A 2009 study focusing on the naturally high background radiation region of Karunagappalli, India concluded: "our cancer incidence study, together with previously reported cancer mortality studies in the HBR area of Yangjiang, China, suggests it is unlikely that estimates of risk at low doses are substantially greater than currently believed."[18] A 2011 meta-analysis further concluded that the "Total whole body radiation doses received over 70 years from the natural environment high background radiation areas in Kerala, India and Yanjiang, China are much smaller than [the non-tumour dose, "defined as the highest dose of radiation at which no statistically significant tumour increase was observed above the control level"] for the respective dose-rates in each district."[19]

In 2011 an in vitro time-lapse study of the cellular response to low doses of radiation showed a strongly non-linear response of certain cellular repair mechanisms called radiation-induced foci (RIF). The study found that low doses of radiation prompted higher rates of RIF formation than high doses, and that after low-dose exposure RIF continued to form after the radiation had ended.[20]

In 2012 a historical cohort study of >175 000 patients without previous cancer who were examined with CT head scans in UK between 1985 and 2002 was published.[21] The study, which investigated leukaemia and brain cancer, indicated a linear dose response in the low dose region and had qualitative estimates of risk that were in agreement with the Life Span Study (Epidemiology data for low-linear energy transfer radiation).

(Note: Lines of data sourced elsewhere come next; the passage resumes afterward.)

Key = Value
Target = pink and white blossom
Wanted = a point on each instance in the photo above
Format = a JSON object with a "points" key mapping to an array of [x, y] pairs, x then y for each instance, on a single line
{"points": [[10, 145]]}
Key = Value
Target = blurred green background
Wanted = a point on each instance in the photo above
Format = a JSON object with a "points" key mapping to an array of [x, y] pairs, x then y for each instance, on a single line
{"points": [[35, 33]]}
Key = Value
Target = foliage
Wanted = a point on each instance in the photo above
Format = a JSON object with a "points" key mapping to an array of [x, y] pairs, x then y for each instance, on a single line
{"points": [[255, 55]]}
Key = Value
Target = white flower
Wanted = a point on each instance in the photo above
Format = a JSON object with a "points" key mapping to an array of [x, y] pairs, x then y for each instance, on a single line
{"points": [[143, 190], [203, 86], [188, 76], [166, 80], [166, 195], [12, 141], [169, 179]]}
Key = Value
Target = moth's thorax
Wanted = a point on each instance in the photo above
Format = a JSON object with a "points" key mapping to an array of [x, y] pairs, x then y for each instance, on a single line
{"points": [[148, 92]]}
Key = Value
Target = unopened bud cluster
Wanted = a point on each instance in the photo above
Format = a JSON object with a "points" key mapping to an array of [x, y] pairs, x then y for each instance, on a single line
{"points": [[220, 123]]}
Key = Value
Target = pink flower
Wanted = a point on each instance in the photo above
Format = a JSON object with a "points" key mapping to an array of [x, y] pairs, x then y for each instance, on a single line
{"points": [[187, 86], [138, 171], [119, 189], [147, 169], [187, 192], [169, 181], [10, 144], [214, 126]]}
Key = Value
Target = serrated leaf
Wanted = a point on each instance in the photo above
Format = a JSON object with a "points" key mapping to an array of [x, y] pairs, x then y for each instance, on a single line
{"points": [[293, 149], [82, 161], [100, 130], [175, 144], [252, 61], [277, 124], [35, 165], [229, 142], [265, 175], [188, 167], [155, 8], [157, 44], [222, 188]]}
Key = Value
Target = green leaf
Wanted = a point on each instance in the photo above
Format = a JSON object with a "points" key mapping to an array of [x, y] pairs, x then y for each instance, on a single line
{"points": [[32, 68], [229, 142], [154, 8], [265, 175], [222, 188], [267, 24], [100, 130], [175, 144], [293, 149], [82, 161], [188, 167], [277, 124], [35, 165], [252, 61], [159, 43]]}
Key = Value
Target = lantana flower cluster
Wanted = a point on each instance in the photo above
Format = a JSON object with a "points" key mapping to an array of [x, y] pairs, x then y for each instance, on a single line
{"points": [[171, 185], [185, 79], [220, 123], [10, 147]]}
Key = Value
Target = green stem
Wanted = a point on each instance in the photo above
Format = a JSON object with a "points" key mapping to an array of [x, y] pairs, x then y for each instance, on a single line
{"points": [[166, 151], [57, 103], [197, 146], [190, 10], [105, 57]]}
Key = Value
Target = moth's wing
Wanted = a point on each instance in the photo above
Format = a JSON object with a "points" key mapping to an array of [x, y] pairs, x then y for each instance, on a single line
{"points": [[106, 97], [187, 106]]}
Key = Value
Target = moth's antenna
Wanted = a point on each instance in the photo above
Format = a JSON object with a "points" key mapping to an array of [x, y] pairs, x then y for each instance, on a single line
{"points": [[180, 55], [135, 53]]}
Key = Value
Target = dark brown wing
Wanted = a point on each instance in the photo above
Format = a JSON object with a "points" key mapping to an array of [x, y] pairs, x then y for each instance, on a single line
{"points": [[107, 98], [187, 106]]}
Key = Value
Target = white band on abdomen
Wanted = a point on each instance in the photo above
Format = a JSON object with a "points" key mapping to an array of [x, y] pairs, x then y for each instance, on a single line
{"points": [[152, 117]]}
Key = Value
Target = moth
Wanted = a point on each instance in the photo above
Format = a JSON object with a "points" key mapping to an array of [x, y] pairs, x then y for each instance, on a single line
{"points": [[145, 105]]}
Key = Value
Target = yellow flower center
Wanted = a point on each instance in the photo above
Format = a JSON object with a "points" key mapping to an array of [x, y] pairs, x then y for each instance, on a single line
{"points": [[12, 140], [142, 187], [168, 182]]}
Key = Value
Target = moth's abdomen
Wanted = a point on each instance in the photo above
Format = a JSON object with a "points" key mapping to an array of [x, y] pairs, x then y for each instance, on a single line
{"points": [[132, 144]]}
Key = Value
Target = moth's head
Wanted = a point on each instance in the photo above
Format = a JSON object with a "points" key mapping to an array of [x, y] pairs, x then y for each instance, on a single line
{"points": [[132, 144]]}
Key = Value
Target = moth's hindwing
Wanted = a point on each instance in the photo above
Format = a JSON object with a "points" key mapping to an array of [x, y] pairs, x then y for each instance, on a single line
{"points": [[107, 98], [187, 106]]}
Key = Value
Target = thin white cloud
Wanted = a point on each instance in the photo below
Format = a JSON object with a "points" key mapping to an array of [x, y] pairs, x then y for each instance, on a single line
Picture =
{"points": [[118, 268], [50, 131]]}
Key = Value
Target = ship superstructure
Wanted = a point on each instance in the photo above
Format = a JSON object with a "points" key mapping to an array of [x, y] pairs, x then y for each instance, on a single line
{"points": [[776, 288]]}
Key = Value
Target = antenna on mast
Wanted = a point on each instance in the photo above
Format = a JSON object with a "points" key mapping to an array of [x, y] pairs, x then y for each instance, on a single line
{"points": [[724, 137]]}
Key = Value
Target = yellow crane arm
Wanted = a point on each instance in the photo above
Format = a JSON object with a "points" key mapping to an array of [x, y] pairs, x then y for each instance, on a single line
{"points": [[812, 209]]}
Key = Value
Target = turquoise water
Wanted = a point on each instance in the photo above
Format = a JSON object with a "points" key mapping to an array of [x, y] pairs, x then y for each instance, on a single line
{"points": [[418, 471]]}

In 2013 a data linkage study of 11 million Australians with >680 000 people exposed to CT scans between 1985 and 2005 was published.[22] The study confirmed the results of the 2012 UK study for leukaemia and brain cancer but also investigated other cancer types. The authors conclude that their results were generally consistent with the linear no threshold theory.

Controversy

In recent years the accuracy of the LNT model at low dosage has been questioned and several expert scientific panels have been convened on this topic.

"The scientific research base shows that there is no threshold of exposure below which low levels of ionizing radiation can be demonstrated to be harmless or beneficial."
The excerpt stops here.